La potasse, «l'or rose» de l'Ouest, fait beaucoup jaser depuis que le géant australien BHP Billiton a déposé une offre hostile de 130$ l'action pour acquérir PotashCorp. La valeur de la transaction potentielle frôle les 40 milliards de dollars.

La potasse, «l'or rose» de l'Ouest, fait beaucoup jaser depuis que le géant australien BHP Billiton a déposé une offre hostile de 130$ l'action pour acquérir PotashCorp. La valeur de la transaction potentielle frôle les 40 milliards de dollars.

La Saskatchewan vient d'annoncer qu'elle engage le Conference Board du Canada à titre de consultant afin d'évaluer l'impact d'une acquisition étrangère de PotashCorp, quel que soit l'acheteur. De son côté, le conseil d'administration de PotashCorp transige avec d'autres acheteurs potentiels afin d'offrir quelques alternatives à ses actionnaires et ainsi faire monter les enchères. La Chine, le plus grand importateur de potasse au monde, est aussi de la partie. Sinochem, un conglomérat chinois dont certaines filiales transigent déjà avec PotashCorp, discute présentement avec plusieurs banques afin de contrer l'offre de BHP Billiton.

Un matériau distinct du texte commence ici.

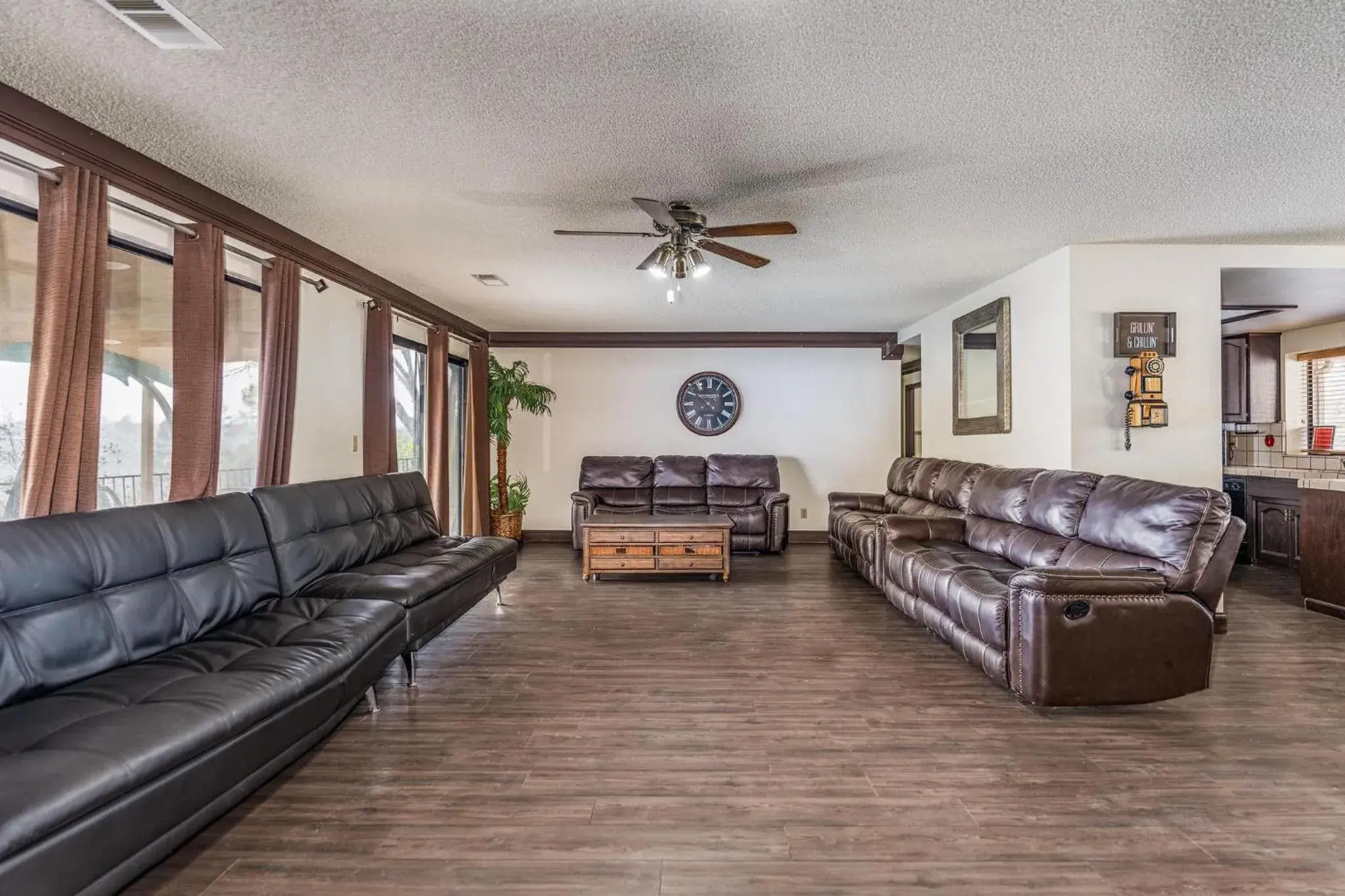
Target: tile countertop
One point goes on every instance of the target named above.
(1281, 473)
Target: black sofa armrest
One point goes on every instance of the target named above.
(856, 501)
(581, 507)
(1105, 637)
(925, 528)
(778, 521)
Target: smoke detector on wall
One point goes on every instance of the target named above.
(162, 24)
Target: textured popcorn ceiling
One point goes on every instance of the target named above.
(921, 148)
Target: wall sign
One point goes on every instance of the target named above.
(1139, 332)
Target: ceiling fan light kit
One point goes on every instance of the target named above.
(685, 237)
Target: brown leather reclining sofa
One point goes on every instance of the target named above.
(1070, 589)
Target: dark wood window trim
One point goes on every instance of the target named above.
(42, 129)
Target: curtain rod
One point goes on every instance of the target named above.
(317, 282)
(420, 322)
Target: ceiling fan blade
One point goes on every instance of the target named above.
(649, 263)
(602, 233)
(657, 210)
(766, 228)
(734, 254)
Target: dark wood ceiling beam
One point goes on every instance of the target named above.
(42, 129)
(728, 339)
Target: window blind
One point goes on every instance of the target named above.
(1324, 399)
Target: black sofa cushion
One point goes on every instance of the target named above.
(81, 747)
(416, 572)
(318, 528)
(85, 593)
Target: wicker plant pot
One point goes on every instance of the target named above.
(508, 524)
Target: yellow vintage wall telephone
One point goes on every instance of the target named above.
(1145, 405)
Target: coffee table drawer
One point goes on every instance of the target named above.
(692, 563)
(622, 536)
(670, 536)
(622, 550)
(622, 563)
(692, 550)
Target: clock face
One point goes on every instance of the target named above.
(709, 403)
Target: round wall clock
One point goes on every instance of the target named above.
(709, 403)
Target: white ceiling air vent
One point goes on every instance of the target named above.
(159, 23)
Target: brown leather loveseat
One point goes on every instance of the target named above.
(743, 486)
(1070, 589)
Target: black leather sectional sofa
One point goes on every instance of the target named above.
(160, 662)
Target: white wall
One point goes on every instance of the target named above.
(1039, 333)
(833, 417)
(330, 385)
(1069, 390)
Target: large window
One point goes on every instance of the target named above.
(242, 382)
(1324, 394)
(135, 426)
(18, 288)
(409, 383)
(456, 442)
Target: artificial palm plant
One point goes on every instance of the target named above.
(510, 387)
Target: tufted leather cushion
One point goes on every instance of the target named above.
(416, 572)
(858, 531)
(925, 479)
(900, 473)
(1172, 528)
(1001, 494)
(953, 488)
(1023, 544)
(617, 472)
(85, 593)
(327, 527)
(1056, 501)
(84, 746)
(743, 471)
(680, 484)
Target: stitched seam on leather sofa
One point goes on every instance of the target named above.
(354, 523)
(127, 585)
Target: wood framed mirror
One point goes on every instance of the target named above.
(981, 371)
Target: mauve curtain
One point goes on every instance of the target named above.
(380, 423)
(439, 467)
(477, 485)
(198, 362)
(65, 382)
(278, 368)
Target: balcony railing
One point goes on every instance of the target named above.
(124, 490)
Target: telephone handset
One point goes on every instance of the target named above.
(1145, 405)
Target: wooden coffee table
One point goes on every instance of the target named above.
(669, 543)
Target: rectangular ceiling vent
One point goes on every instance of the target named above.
(162, 24)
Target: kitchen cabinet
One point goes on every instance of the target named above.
(1274, 524)
(1251, 373)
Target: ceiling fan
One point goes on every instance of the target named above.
(685, 236)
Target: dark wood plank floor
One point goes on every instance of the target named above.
(793, 733)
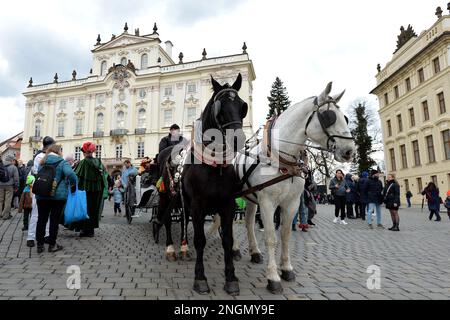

Même si PotashCorp ne change pas de mains, cette offre hostile de BHP Billiton signifie que l'ordre mondial en agriculture est en pleine mutation.

La demande mondiale de grains augmente de façon exponentielle. Les Chinois font face à un problème de taille. Bien que la Chine soit le domicile d'environ 22% de la population mondiale, elle n'a accès qu'à seulement 11% des terres arables. L'Inde fait aussi face à la même problématique. Sa population augmente de 19 millions d'habitants par année et deviendra le pays le plus peuplé du monde d'ici 2025.

Pire encore, plusieurs consommateurs qui résident en Chine et en Inde auront les moyens, comme les Occidentaux, de substituer les grains qu'ils consomment pour des protéines. Produire un kilogramme de poulet nécessite huit kilogrammes de grains. Par conséquent, la demande de fertilisant, dont la potasse est un ingrédient, est en hausse partout dans le monde, car les agriculteurs cherchent à augmenter la performance de leurs récoltes. Il n'existe aucun substitut à la potasse, et plus de 30 % des dépôts mondiaux de potasse résident en Saskatchewan. PotashCorp est de loin le plus grand producteur de potasse au monde, avec 23 % de la production.

Puisque la potasse est extraite sur des terres de la Couronne, une telle transaction pourrait vraisemblablement influer sur les coffres publics. Cette année, la Saskatchewan percevra environ 200 millions de dollars en royautés avec l'extraction de la potasse. C'est à peine 2 % des revenus de la province, mais en 2008-2009, durant la crise alimentaire, les redevances avaient dépassé 1,3 milliard.

Pour le Canada, la vente de PotashCorp ne compromettra aucunement notre capacité de produire. Le Canada n'a pas vraiment besoin de potasse puisque nous retrouvons ce minéral en abondance dans l'Ouest canadien où la majorité des grains sont récoltés. Ce sont des marchés comme la Chine, l'Inde et le Brésil qui ont besoin de ce précieux minéral. De plus, la potasse appartient aux Canadiens et non à une entreprise. C'est une nuance de taille. Peu importe qui achète PotashCorp, l'acquéreur devra payer des redevances au Canada. C'est le devoir des gouvernements saskatchewanais et canadien de s'assurer que la potasse se vendra le plus cher possible pour financer les réseaux de santé et programmes sociaux.

L'offre de BHP Billiton s'inscrit dans une mouvance de libéralisation complète des échanges agricoles qui permettra à plusieurs économies de produire efficacement, incluant celle du Canada. Chaque économie se positionne selon ses besoins stratégiques et économiques. Le Canada se doit de considérer cette offre comme étant un vote de confiance à l'égard de ce que nous pouvons offrir à l'agriculture mondiale.

Par contre, il faut tout de même demeurer prudent. Si PotashCorp est vendue, le meilleur scénario ne sera pas nécessairement dicté par le meilleur offrant. En considérant les enjeux systémiques de la potasse, il est difficile de croire en quoi un conglomérat chinois qui chercherait à acheter de la potasse à moindre prix serait bénéfique pour le Canada.

PotashCorp est déjà voué à un avenir prometteur, sans acquisition. Mais si nous voulons vendre de «l'or rose» à valeur ajoutée, le Canada doit se doter d'un courtier stratégique qui créera une meilleure synergie entre l'offre et la demande. BHP Billiton est bien positionné pour le devenir, à certaines conditions.